Short, Sharp Shocks
Unthology 1, Unthank Books 2010. £12 +p&p
This first in a planned series of short story collections from Unthank Books begins with an introduction bemoaning the fate of the short story in English fiction in recent decades. This is a familiar theme; ever since the inauguration of the BBC National Short Story Award in 2005, a campaign to revive the form has been gathering in pace and stridency. While it is undeniable that many magazines with a distinguished tradition of publishing literary short fiction have folded, and many which used to publish short stories in among the fashion and lifestyle pages no longer do so, it is too easy to condemn this out of hand without considering why it might have happened. The fact is, English readers, as the Unthology’s editors acknowledge, quoting J. G. Ballard, ‘want a big, fat read’. There never has been a golden age of the short story in our literature – we read poetry and novels, and short fiction only a poor third. Even in this anthology, whose stated aim is ‘an attempt to reverse this trend’, two of the seventeen pieces are extracts from novels.

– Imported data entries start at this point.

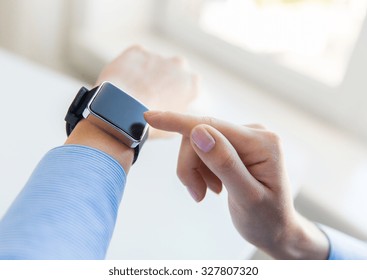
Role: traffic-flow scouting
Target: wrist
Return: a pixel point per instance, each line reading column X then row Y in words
column 88, row 134
column 301, row 240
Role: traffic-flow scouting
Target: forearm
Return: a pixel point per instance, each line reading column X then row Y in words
column 301, row 240
column 67, row 209
column 88, row 134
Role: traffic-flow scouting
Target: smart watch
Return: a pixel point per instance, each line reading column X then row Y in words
column 114, row 111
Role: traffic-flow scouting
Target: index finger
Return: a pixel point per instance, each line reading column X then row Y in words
column 183, row 124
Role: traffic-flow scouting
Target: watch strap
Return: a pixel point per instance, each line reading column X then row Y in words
column 75, row 111
column 75, row 114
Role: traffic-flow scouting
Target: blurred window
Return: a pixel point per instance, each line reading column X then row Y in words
column 314, row 37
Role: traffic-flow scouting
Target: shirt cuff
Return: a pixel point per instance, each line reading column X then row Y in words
column 67, row 209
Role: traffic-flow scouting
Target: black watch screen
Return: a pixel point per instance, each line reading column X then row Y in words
column 120, row 110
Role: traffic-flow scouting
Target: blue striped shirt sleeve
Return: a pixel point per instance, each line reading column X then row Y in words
column 67, row 209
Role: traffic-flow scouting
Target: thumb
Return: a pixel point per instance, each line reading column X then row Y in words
column 218, row 154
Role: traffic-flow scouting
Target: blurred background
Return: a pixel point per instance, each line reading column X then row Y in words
column 299, row 66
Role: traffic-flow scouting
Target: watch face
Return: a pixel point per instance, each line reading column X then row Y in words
column 120, row 110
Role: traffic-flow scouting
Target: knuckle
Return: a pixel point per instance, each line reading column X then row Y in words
column 179, row 60
column 257, row 126
column 181, row 172
column 227, row 163
column 208, row 121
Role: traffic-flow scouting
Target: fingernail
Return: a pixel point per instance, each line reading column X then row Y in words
column 193, row 194
column 202, row 139
column 152, row 113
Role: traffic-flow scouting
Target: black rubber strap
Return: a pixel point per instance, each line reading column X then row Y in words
column 75, row 114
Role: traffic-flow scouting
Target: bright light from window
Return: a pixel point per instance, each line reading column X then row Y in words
column 314, row 37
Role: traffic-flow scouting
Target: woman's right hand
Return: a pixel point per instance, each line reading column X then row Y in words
column 248, row 161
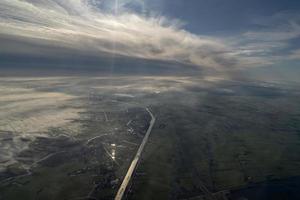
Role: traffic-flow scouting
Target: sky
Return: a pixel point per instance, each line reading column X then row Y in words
column 213, row 35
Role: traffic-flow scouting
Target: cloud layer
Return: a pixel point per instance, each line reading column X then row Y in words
column 52, row 28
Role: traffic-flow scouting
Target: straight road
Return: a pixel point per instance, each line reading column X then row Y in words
column 136, row 159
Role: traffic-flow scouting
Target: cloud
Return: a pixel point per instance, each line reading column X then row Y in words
column 80, row 26
column 98, row 29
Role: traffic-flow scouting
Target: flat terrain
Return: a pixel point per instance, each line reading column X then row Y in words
column 75, row 137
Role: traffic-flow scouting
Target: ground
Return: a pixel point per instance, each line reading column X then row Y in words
column 74, row 137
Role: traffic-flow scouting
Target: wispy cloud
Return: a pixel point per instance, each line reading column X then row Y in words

Perhaps, therefore, I should recommend readers to ignore the introduction and jump straight into the fiction which, however you want to define it, is full of fresh, strong voices giving testimony to all that is weird and tangential, seething under the calm surface of everyday life. In Sandra Jensen’s Write or Die, we witness the breathless confession of Dale, foul mouthed and virtually illiterate, yet imbued with a sense of righteousness and a poetry of vision reminiscent of a figure from Faulkner. A small tragedy is minutely examined within the grinding routine of a poor farming community, the tension of every moment diamond-hard and clear. Lora Stimson’s Post Day similarly takes the ordinary and twists it, a precise quarter-turn at a time, into something dark and portentous, full of unanswered questions which stay with you long after you finish reading the story. In Jenni Fagan’s Impilo, a terrible domestic accident metamorphoses into a touching and lyrical love story.
The short story can achieve a unique intimacy with readers. Author and reader are together in a very tight space. These stories recognise and exploit this power, not only in their minute examination of life’s little details, but through the fact that the majority of them employ a first person narrative. They admit the reader to the narrator’s – often uncomfortable – confidence. Ashley Stokes’ A Short Story About A Short Film and Deborah Arnander’s The Mall use a second person voice, placing the reader in the position of eavesdropper on strange, interior conversations with unseen others.
This collection is edgy, sharp and original and certainly shows that the short story is alive and well among writers if not readers. There are some established voices, but far more new ones, and it is a great credit to the editors that they have put their faith in so many as yet unknown names. The only ingredient which is lacking, everywhere except the arresting cover, which is packed with visual and verbal jokes, is humour. This is what I shall most look forward to in Unthology Two, which is due for publication later this year.
Unthank Books is an exciting new small press and this collection showcases everything they are good at, taking risks on new writers with lively, original and unpredictable voices. I doubt it will change our entrenched attitudes to reading short stories, but I love it for having a go and for doing so with such panache.